Inteligência Artificial: As Vozes e Fontes por Trás do Ceticismo Corporativo
A análise sobre a entrega da inteligência artificial ganha peso quando observamos declarações diretas de quem comanda as maiores organizações do planeta. Andy Jassy, CEO da Amazon, afirmou em sua carta anual aos acionistas e em teleconferências de resultados (conforme reportado pela CNBC e Financial Times) que, embora a IA seja a maior transformação tecnológica desde a internet, a maior parte do valor ainda será construída sobre dados proprietários que as empresas estão apenas começando a organizar. Para Jassy, o retorno real não é imediato, mas uma construção de infraestrutura que pode levar anos.
No setor financeiro, Jamie Dimon, do JPMorgan Chase, utilizou suas cartas anuais e entrevistas à Bloomberg para contextualizar o fenômeno. Dimon compara o impacto da IA ao da máquina a vapor, mas alerta para os custos operacionais. Segundo relatórios de investidores do banco, ele enfatiza que, embora o banco já utilize IA em centenas de casos, a integração total que substitui processos legados enfrenta barreiras regulatórias e de segurança que impedem uma adoção “instantânea”, moderando as expectativas de lucros imediatos projetadas por analistas de Wall Street.

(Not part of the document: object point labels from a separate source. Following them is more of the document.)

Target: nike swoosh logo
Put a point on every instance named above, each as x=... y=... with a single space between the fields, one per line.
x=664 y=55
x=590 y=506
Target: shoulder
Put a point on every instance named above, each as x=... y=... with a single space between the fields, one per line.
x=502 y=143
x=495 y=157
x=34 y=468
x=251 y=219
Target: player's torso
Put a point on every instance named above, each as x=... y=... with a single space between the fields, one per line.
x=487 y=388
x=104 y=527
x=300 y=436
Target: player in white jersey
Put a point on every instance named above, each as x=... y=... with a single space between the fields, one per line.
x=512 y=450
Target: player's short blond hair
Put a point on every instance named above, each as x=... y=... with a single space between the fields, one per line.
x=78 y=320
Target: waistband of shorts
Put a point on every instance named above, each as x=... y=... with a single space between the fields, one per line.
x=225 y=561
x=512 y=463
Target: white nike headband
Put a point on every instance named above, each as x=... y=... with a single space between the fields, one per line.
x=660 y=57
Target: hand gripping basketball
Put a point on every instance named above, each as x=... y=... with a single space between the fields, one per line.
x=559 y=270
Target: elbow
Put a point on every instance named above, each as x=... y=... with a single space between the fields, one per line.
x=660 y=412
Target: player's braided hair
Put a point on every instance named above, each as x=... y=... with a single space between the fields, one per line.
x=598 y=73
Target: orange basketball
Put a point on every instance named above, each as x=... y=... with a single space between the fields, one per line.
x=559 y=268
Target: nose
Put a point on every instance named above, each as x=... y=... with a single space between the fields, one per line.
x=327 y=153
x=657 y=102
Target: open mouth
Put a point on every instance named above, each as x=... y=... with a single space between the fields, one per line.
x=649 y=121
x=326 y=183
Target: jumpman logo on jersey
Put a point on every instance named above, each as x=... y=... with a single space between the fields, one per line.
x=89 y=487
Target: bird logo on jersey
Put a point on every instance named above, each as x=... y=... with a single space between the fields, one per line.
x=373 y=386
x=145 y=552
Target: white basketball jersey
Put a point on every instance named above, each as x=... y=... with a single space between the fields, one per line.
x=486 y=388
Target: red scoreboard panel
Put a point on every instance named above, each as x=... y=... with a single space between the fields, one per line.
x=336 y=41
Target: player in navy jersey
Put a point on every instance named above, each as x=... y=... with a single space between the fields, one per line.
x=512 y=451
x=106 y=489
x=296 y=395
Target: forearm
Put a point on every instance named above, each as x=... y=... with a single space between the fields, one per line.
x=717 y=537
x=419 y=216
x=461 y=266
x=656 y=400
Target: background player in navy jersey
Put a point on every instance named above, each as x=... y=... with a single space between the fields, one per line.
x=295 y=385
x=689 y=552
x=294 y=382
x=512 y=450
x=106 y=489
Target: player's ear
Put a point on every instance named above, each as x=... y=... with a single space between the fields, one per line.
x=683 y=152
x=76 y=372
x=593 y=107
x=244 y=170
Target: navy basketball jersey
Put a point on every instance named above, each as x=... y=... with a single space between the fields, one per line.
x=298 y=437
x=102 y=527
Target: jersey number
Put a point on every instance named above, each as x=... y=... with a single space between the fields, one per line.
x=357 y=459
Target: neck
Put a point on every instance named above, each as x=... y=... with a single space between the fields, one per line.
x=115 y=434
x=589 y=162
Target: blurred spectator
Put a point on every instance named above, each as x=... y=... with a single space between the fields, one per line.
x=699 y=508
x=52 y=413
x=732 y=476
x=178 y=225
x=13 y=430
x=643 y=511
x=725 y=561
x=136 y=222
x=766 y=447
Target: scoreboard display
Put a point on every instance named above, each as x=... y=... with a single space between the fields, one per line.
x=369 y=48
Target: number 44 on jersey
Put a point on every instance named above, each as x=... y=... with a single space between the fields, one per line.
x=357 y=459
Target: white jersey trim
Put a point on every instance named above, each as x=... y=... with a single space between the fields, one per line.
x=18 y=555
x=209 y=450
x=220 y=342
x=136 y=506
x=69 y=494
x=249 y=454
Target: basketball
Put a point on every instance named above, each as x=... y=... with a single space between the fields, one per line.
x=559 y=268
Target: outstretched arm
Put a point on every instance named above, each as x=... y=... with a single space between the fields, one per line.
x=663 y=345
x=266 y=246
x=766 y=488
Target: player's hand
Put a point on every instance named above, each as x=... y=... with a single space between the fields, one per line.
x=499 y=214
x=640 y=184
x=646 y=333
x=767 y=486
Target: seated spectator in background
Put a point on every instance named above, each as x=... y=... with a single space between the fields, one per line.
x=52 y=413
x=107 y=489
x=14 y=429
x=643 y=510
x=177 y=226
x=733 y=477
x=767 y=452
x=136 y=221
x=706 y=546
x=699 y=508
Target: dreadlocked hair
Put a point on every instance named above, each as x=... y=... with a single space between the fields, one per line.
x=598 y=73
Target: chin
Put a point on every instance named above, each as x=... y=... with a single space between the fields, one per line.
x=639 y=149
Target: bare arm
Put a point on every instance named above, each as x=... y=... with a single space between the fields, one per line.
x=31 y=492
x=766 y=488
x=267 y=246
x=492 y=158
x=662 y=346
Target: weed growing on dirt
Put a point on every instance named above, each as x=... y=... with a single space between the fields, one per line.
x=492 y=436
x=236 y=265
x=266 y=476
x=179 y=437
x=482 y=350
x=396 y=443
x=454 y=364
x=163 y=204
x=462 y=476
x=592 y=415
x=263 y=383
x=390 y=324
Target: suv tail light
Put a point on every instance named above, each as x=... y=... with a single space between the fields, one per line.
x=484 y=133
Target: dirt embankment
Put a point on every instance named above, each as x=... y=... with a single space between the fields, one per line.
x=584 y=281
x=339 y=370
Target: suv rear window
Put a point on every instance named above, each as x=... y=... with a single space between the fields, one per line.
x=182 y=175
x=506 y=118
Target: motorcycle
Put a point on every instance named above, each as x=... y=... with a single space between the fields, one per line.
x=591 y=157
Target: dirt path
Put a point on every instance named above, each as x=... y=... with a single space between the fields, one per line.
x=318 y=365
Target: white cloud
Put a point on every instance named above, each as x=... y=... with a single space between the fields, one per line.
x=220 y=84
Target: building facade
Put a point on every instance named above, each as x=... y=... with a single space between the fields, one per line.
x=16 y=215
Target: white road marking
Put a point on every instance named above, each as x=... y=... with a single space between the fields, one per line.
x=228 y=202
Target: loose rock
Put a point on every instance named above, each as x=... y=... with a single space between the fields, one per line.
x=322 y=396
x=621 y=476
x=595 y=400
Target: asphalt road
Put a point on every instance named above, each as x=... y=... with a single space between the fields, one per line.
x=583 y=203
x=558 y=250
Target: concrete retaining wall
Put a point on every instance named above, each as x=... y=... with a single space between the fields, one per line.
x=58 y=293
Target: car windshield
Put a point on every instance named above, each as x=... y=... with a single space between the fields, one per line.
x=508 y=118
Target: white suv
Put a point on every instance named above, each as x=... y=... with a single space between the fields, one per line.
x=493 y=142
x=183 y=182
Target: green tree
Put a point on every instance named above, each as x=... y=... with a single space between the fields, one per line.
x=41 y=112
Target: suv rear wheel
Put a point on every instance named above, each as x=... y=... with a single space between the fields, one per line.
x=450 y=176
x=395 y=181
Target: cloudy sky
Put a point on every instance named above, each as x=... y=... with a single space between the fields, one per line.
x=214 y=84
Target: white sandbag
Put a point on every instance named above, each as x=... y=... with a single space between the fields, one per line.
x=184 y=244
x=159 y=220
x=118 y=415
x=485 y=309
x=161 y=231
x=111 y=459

Já Marc Benioff, da Salesforce, tem sido uma das vozes mais críticas em conferências como a Dreamforce e em entrevistas à Fortune. Ele frequentemente utiliza o termo “crise de confiança” para descrever a relação atual entre empresas e modelos de IA generativa. Benioff aponta que muitas promessas feitas por provedores de modelos de linguagem (LLMs) são exageradas e que a falta de governança de dados torna essas ferramentas inúteis para o ambiente corporativo sério. Para ele, o mercado vive uma bolha de expectativas que não condiz com a realidade técnica entregue até agora.
Por fim, o sentimento de “ressaca” é corroborado por relatórios de consultorias globais como o Gartner e a Goldman Sachs, cujos analistas e líderes de pesquisa publicaram notas recentes questionando se o investimento de trilhões de dólares em hardware de IA verá um retorno proporcional em software e serviços. Essas fontes indicam que o setor está migrando do entusiasmo para a prova de conceito, onde apenas o que gera eficiência comprovada sobreviverá ao escrutínio dos diretores financeiros.